Despite the growth in the adoption of 4G LTE, billions of people are still excluded from the opportunities of the digital economy, says Emmanuel Coelho Alves, Senior Marketing Director at Huawei.
“There is a need to redouble our effort for more digital transmission and inclusion to support United Nations Sustainable Development Goals (SDGs), and bring the excluded 3.9 billion of world’s population online,” Alves said. “It won’t be easy, but with cross-sector efforts from the government and partners in the private sector, academia, and civil society, we can achieve that.”
Bridging the digital divide and empowering more of the world’s people with online connectivity is seen as critical to overcoming poverty and attaining a sustainable future. It will require constant investment and expansion of existing LTE capabilities and adoption.
Currently, 66 percent of areas in the world have access to mobile broadband. 90 percent of these had access to high-quality networks such as 3G and 4G. 5G adoption is still in its infant stage.
A GSMA report notes that 80 percent of the world’s population now has mobile coverage, out of which more than 50 percent of connections are already on 4G. This only paves way for eventual deployment of 5G networks.
Sub-Sahara Africa has 456 million unique mobile subscribers, representing 44 percent of people, with this proportion expected to grow to 50 percent by 2025. The GSMA report predicts that Africa will be the fastest-growing global region, with a compound annual growth rate of 4.6 percent.
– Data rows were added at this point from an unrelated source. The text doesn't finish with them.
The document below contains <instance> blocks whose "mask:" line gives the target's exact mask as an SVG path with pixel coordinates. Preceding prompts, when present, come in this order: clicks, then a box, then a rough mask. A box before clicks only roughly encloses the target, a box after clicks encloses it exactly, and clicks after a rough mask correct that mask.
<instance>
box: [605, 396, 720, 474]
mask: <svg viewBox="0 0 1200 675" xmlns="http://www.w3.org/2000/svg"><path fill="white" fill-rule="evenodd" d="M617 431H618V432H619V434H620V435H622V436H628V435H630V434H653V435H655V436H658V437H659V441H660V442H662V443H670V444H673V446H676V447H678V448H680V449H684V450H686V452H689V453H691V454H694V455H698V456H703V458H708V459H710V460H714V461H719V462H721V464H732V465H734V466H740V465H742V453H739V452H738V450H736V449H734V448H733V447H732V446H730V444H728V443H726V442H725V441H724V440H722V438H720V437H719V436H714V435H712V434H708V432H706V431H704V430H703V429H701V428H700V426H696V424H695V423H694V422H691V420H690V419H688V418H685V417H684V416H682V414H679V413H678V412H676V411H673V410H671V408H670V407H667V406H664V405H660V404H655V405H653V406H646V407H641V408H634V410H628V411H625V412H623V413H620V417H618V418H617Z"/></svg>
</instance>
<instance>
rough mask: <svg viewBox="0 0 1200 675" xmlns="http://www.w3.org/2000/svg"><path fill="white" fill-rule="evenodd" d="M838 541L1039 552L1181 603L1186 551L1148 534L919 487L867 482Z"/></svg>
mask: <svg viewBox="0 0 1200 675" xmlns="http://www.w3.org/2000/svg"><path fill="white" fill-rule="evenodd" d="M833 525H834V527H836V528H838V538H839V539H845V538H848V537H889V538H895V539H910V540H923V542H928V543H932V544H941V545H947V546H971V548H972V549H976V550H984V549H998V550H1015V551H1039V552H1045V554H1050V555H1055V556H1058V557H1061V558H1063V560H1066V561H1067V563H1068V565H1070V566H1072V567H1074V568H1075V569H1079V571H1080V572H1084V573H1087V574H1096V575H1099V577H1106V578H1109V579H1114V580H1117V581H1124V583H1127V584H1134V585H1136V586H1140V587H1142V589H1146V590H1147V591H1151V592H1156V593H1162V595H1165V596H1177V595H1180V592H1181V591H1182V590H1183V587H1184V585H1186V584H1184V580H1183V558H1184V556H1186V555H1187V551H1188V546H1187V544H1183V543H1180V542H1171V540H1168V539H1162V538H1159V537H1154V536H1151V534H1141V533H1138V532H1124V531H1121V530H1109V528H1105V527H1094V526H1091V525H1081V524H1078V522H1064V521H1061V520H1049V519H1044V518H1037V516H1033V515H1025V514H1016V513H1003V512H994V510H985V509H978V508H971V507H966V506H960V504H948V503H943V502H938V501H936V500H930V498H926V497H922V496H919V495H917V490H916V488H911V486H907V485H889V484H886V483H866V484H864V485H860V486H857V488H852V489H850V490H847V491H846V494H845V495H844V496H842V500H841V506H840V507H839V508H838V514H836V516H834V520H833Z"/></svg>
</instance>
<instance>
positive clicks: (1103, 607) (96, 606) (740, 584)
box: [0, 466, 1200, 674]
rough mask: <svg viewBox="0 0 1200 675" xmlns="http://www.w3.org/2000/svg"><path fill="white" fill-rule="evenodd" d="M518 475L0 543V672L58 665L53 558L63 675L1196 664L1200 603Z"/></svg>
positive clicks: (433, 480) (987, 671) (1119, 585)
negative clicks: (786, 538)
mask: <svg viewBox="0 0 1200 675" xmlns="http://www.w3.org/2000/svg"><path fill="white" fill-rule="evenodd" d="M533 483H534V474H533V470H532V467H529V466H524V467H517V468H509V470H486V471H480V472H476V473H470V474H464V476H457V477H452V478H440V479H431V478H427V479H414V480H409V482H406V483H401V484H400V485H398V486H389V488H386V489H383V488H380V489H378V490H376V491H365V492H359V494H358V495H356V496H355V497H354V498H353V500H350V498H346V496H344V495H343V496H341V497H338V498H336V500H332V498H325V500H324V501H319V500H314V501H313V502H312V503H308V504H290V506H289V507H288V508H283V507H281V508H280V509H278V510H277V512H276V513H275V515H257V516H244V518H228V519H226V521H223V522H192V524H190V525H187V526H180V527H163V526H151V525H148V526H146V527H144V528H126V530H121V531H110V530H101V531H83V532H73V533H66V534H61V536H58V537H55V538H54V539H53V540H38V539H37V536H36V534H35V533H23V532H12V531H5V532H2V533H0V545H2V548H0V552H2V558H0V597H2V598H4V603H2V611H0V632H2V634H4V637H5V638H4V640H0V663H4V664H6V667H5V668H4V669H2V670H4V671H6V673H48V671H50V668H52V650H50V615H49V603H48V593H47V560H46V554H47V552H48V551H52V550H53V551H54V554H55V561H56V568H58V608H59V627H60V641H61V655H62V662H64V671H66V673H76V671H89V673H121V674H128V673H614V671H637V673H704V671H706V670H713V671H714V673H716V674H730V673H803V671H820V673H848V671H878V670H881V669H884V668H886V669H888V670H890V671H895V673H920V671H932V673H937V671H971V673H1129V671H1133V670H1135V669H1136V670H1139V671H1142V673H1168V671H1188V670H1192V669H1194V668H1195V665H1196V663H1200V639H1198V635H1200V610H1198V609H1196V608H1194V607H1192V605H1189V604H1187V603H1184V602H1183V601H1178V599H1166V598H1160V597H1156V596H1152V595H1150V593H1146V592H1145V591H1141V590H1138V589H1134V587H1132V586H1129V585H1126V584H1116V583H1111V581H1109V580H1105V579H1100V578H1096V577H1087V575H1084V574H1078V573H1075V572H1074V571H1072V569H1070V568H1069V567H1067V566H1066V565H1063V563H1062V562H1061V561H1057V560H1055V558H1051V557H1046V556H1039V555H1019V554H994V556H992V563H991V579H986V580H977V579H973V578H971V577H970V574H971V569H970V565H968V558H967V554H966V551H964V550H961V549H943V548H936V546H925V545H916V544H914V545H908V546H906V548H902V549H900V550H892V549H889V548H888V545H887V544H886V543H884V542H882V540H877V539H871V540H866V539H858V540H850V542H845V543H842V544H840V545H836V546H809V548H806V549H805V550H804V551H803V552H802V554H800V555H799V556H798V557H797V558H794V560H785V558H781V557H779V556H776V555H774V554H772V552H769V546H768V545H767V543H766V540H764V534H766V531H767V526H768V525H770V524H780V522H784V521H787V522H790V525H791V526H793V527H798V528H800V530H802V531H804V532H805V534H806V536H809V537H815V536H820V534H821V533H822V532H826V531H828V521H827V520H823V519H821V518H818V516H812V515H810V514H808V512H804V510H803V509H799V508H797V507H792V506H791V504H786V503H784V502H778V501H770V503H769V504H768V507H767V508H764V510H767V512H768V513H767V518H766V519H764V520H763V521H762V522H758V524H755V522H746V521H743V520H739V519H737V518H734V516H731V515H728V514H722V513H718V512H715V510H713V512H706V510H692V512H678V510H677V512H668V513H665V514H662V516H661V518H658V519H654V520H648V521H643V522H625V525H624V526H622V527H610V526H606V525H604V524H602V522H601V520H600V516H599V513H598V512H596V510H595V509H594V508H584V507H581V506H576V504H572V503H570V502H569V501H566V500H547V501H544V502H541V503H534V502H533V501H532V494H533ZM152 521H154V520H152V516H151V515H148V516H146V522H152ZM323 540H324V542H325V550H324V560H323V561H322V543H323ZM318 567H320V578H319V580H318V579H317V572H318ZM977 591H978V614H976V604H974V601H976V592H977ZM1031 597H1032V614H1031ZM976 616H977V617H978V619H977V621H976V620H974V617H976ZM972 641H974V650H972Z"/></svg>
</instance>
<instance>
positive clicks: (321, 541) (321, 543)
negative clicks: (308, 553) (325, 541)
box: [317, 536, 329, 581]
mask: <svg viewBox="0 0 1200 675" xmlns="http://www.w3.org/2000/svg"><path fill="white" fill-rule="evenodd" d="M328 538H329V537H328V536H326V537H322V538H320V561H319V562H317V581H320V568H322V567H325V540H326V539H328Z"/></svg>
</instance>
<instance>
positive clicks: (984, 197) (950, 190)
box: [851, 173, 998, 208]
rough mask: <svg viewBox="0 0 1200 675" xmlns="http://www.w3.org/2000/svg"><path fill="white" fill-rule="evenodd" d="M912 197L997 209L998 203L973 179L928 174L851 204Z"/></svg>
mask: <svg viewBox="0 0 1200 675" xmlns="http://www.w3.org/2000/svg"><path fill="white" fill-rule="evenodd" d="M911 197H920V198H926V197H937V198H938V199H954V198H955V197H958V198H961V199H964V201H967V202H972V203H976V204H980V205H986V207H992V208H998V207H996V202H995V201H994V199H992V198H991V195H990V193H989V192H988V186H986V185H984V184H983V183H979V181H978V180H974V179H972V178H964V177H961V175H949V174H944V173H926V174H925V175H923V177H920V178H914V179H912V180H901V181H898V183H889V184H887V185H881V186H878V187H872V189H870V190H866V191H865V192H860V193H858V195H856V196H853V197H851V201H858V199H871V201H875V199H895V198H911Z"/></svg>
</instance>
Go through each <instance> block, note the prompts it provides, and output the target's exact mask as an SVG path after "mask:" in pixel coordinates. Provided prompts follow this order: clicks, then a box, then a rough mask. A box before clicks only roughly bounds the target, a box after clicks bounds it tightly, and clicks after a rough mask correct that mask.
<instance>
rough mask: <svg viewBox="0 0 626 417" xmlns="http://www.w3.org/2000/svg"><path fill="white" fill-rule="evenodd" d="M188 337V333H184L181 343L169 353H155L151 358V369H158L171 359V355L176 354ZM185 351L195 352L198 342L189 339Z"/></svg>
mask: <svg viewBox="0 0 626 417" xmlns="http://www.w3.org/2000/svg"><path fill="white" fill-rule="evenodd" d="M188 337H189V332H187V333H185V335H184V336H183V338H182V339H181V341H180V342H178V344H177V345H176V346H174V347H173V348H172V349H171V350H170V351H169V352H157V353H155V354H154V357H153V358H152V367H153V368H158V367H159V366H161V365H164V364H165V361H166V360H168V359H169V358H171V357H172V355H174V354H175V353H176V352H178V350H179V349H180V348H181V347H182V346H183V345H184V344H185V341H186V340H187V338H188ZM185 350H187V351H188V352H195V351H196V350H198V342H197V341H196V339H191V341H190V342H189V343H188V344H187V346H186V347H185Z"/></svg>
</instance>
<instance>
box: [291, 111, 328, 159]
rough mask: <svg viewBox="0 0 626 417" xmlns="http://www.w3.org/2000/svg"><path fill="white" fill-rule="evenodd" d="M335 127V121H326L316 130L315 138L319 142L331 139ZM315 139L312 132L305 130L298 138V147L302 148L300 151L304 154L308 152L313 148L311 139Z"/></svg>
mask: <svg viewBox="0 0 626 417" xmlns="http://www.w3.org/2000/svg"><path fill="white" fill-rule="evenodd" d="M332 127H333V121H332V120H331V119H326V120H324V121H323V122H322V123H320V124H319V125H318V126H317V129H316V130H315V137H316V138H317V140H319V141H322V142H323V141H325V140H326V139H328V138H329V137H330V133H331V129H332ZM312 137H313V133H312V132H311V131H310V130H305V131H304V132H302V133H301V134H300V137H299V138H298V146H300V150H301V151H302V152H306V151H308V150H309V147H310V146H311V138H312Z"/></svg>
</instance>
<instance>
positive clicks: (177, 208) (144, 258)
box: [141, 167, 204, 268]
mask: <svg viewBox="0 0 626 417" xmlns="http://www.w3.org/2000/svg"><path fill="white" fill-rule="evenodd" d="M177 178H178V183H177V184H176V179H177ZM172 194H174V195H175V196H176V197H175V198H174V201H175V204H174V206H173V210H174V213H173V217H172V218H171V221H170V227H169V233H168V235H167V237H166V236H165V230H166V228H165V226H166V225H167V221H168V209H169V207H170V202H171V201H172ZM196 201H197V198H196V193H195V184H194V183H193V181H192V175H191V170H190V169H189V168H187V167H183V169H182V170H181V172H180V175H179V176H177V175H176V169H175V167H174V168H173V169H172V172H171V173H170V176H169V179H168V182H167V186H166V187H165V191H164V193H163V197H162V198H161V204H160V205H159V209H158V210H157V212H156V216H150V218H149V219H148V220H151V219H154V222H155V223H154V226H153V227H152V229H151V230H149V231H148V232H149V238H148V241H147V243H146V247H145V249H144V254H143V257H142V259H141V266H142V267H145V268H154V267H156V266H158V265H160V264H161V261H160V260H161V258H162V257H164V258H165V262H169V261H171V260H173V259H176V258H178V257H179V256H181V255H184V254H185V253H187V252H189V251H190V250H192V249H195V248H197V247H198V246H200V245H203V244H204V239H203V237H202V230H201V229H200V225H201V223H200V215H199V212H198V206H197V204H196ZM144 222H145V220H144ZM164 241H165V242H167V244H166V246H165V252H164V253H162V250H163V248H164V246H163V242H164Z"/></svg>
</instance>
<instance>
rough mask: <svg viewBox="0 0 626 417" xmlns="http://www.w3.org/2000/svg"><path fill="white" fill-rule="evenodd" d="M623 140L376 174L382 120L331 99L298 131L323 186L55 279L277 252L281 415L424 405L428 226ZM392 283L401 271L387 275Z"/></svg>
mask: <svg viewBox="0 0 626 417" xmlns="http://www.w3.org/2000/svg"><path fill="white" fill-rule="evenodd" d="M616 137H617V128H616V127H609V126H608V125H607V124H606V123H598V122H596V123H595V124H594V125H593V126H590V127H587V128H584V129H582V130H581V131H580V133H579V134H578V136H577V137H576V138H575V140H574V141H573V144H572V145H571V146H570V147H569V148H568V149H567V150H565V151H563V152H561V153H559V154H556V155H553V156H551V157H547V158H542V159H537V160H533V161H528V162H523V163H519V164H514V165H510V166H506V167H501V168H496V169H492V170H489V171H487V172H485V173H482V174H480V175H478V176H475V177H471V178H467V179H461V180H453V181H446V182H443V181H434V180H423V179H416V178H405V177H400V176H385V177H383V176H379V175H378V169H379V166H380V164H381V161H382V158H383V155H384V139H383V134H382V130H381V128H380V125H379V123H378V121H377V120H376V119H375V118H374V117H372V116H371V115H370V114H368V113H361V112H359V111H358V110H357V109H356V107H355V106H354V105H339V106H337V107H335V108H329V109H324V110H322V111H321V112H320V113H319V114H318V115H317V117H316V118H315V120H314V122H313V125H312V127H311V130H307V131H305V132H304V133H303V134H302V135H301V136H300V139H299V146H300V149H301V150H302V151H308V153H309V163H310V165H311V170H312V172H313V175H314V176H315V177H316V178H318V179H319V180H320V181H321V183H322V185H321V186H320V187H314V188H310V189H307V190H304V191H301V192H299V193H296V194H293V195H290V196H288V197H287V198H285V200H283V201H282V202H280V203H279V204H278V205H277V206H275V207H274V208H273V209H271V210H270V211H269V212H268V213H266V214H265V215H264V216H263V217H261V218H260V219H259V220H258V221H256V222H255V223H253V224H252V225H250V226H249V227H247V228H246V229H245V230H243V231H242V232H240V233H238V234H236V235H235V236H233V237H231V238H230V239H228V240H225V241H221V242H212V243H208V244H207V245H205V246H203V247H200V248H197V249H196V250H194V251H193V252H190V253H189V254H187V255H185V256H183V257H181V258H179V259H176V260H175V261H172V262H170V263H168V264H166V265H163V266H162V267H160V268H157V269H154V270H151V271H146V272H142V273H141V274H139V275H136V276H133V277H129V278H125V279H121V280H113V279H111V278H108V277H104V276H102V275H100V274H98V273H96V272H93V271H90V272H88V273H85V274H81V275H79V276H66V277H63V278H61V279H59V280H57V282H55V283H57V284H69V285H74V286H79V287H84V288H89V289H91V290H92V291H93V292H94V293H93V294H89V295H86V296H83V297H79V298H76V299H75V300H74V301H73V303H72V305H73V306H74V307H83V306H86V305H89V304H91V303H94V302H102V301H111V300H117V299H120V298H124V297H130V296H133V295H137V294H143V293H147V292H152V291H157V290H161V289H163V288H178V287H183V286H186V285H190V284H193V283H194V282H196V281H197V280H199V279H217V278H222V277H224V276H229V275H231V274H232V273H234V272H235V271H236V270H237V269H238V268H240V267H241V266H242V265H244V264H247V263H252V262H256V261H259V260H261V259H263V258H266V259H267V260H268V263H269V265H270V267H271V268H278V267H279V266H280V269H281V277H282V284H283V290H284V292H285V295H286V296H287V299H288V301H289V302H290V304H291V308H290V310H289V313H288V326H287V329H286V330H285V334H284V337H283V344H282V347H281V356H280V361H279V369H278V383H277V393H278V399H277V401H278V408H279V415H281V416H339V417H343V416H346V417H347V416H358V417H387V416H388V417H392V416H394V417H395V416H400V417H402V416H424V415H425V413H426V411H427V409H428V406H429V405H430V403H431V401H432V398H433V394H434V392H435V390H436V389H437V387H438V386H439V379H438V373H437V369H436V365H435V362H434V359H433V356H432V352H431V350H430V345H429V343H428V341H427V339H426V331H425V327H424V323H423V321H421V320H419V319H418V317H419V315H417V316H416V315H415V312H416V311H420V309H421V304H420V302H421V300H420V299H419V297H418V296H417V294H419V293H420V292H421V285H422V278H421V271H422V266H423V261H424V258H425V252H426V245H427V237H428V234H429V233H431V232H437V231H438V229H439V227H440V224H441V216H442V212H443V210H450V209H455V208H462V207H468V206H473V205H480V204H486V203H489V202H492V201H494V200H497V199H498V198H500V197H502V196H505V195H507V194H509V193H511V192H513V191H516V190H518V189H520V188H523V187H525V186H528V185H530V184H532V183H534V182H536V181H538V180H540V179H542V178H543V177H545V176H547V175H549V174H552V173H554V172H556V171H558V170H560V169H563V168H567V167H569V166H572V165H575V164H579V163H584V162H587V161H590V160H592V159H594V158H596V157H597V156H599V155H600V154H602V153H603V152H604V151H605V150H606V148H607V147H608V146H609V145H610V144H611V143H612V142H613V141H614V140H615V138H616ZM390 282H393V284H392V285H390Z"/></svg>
However, mobile broadband subscriber numbers remain significantly lower, with 239 million subscribers and a penetration rate of just 23 percent.
The bridge the gap in Africa will require ongoing expansion of mobile broadband services such as 4G, with penetration expected to reach 39 percent by 2025.
“4G provides an extremely good asset when you go later to 5G,” Alves said. “4G has been deployed widely in the past years. 4g is the capacity layer in cities, leveraging massive MIMO (multiple-input and multiple-output) in hot spots with significant traffic.
Mohamed Madkour, VP of global wireless networks marketing and solutions at Huawei, said at the AfricaCom 2019 conference in Cape Town last year, that “all investment in expanding 4G and organising site assets will reduce the amount of money needed to switch on 5G in the near future. Every rand spent on 4G is thus a rand invested in 5G.”
Whether seen from a network operator or a policy perspective, 4G is thus not simply an interim step towards 5G. The 4G foundation already heralds the arrival of the 5G future.